CoreWeave sets new pace for AI performance with groundbreaking benchmark

Mark Venables

The Week in AI, AI Hardware/Infrastructure, AI Solutions

Share this article

The infrastructure powering the world’s most demanding artificial intelligence workloads is changing fast. This week, CoreWeave, one of the leading providers of specialised cloud infrastructure, announced a new benchmark in AI inference that could reshape expectations for high-performance generative AI deployment.

Using the latest NVIDIA GB200 Grace Blackwell Superchips, CoreWeave achieved 800 tokens per second on Meta’s open-source Llama 3.1 405B model, one of the largest and most complex large language models (LLMs) publicly available. The result, published in the MLPerf v5.0 benchmark suite, marks a significant leap in inference speed and highlights the accelerating competition among infrastructure providers racing to support next-generation AI.

Inference, the process of running trained machine learning models to generate results, remains a critical bottleneck in scaling generative AI to production. While training a model grabs headlines, it is the ability to serve millions of users with consistent speed and reliability that determines its commercial viability. In that context, CoreWeave’s benchmark performance may prove a bellwether for the capabilities enterprises will soon demand as standard.

“CoreWeave is committed to delivering cutting-edge infrastructure optimised for large-model inference,” said Peter Salanki, Chief Technology Officer at CoreWeave. “These benchmark MLPerf results reinforce our position as a preferred cloud provider for leading AI labs and enterprises.”

CoreWeave also released results from NVIDIA H200 GPU instances, showing a 40 percent improvement in throughput over H100 chips when running the Llama 2 70B model.
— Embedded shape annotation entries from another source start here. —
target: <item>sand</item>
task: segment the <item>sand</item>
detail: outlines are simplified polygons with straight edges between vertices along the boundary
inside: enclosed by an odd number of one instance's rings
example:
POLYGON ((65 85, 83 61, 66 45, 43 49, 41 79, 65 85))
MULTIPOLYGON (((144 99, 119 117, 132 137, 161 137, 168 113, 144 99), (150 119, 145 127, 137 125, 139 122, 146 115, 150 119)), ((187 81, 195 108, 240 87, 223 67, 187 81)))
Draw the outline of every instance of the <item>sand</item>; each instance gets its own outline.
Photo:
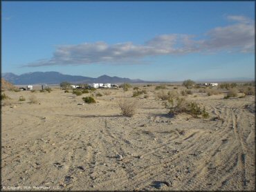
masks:
POLYGON ((121 115, 118 106, 132 88, 111 90, 84 105, 77 104, 89 94, 57 88, 50 93, 4 91, 12 99, 1 108, 3 189, 255 189, 255 96, 223 99, 224 94, 194 90, 186 97, 210 115, 196 119, 170 117, 155 98, 158 90, 143 88, 149 97, 136 99, 132 117, 121 115), (32 95, 39 104, 29 102, 32 95), (26 101, 19 101, 21 95, 26 101))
In that test, the company achieved 33,000 tokens per second, a figure that underscores how incremental GPU advancements are having compounding effects on performance when integrated into optimised infrastructure.

The rapid evolution of hardware capabilities, particularly in the data centre, is now tightly coupled with the needs of AI models that are growing in both size and complexity. CoreWeave’s early adoption and general availability of NVIDIA GB200 NVL72-based instances suggests that the company is not merely keeping pace with technological developments but actively positioning itself as a platform for the next phase of AI deployment.

While the MLPerf benchmarks are synthetic, they are widely regarded as the gold standard for comparing AI systems under consistent conditions. The benchmarks test not only raw speed but also reflect real-world use cases such as speech recognition, image classification, object detection, and LLM inference.

What these latest results make clear is that the performance ceiling for AI inference is being pushed upward at speed. For developers and enterprises seeking to deliver responsive, reliable AI services, from chatbots to copilots and enterprise search tools – the infrastructure layer is increasingly a strategic concern.

It is also a differentiator. As cloud providers diversify their offerings, many are now marketing purpose-built AI platforms, with low-latency interconnects, custom scheduling software, and tightly coupled CPU-GPU architectures. The results published by CoreWeave not only highlight the promise of NVIDIA’s GB200 architecture but also the critical role of system-level optimisation in realising that promise.

The AI infrastructure race is no longer only about who can offer the most GPUs. It is about who can orchestrate them most effectively.

Founded in 2017, CoreWeave has evolved from a niche compute provider into one of the most closely watched players in the AI infrastructure space. With a growing footprint of data centres across the US and Europe, and recent recognition in the TIME100 and Forbes Cloud 100 rankings, the company appears poised to play a central role in shaping the next generation of compute for artificial intelligence.

The benchmark results offer more than a technical milestone. They provide a glimpse into how AI workloads may soon be powered – faster, more efficiently, and with a level of specialisation that separates traditional cloud computing from the demands of AI at scale.